Ratna mengungkapkan, rombongan berangkat dari Karawang sejak pagi hari Minggu dalam rangka perjalanan ziarah dan wisata.

"Kita berangkat jam 6 pagi hari Minggu ke Ciamis atau Tasik. Tiba di sana sekitar jam 6 atau 7 pagi, lalu beristirahat dan melakukan ziarah," kata Ratna saat sedang menjalani perawatan di RSUD Cideres Majalengka, Selasa (24/3/2026).

Setelah melakukan ziarah, rombongan melanjutkan perjalanan menuju Pangandaran. Mereka kembali ke rumah pada siang hari.

"Selesai dari Pangandaran, tiba kembali sekitar pukul 4 sore. Terus melanjutkan perjalanan hingga malam sekitar pukul 8 atau 9, kemudian sempat mampir ke Ciamis, hanya sekadar makan sebentar, mengambil barang, lalu langsung pulang," katanya.

Ratna mengatakan, keadaan rombongan pada saat itu sudah sangat lelah.
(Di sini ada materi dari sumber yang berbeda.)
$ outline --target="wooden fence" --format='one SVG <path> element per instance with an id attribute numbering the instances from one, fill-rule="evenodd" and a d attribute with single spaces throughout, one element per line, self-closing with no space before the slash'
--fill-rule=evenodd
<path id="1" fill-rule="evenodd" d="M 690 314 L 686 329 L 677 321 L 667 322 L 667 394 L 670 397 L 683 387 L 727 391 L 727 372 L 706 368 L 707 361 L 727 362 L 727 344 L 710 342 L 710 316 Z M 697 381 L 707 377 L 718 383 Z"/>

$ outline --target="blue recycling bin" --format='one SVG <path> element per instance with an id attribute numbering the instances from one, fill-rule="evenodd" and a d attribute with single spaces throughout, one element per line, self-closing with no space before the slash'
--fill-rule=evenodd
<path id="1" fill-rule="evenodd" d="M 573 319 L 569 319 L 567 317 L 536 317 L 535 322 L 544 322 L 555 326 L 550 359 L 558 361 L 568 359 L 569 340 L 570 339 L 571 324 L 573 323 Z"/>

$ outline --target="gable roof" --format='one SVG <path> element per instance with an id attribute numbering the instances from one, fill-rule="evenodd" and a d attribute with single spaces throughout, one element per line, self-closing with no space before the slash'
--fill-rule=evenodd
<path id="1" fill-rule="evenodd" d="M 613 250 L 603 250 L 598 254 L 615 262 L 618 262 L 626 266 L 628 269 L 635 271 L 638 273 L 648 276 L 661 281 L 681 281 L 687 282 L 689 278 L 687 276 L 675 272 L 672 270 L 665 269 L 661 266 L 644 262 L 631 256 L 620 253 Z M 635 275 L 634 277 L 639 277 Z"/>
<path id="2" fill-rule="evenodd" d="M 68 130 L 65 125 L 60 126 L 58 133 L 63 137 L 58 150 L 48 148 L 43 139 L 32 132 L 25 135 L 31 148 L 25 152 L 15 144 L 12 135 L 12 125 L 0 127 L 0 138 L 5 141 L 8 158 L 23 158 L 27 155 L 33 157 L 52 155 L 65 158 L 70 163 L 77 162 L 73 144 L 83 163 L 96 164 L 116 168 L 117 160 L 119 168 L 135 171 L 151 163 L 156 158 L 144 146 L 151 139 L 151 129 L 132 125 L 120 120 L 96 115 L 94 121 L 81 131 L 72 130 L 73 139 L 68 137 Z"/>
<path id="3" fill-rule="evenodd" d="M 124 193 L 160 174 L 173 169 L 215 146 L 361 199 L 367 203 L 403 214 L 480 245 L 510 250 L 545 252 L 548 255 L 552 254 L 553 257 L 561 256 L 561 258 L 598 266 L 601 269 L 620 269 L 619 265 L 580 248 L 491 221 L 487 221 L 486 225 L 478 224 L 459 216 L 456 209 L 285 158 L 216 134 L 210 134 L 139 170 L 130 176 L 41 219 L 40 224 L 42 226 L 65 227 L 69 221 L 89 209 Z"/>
Bahkan sempat muncul kekhawatiran apakah perjalanan akan dilanjutkan di malam hari.

"Kan awalnya tidak perlu diperintahkan pulang lebih dulu, karena belum beristirahat. Tapi sopirnya ingin pulang, karena mobilnya sudah ada yang menyewa lagi," katanya.

Saat melewati jalur Cingambul, Kabupaten Majalengka, Ratna mengatakan sebagian besar penumpang sudah tertidur. Jalur yang dilewati juga bukan rute yang biasanya mereka tempuh.

"Ketika di perjalanan pulang, itu adalah jalan pertama kali melewati situ. Biasanya tidak melewati situ. Lalu semua orang tidur," katanya.

Saat perjalanan, beberapa penumpang sempat memberi peringatan kepada sopir untuk lebih waspada.

"Nenek sempat berteriak, 'hati-hati, jangan terlalu kencang mengemudikannya'. Abah juga berkata, 'perlahan saja jangan terlalu kencang'," kata Ratna.

Namun kondisi jalan yang licin setelah hujan memperparah situasi menjadi lebih berbahaya.

"Sudah licin setelah hujan, lalu mereka berteriak, langsung jatuh. Tidak tahu apakah menabrak atau tidak. Sudah tidak ingat, tidak sadar," katanya.

Ratna mengakui kehilangan kesadaran setelah peristiwa itu terjadi dan sadar kembali ketika sedang mendapatkan perawatan medis.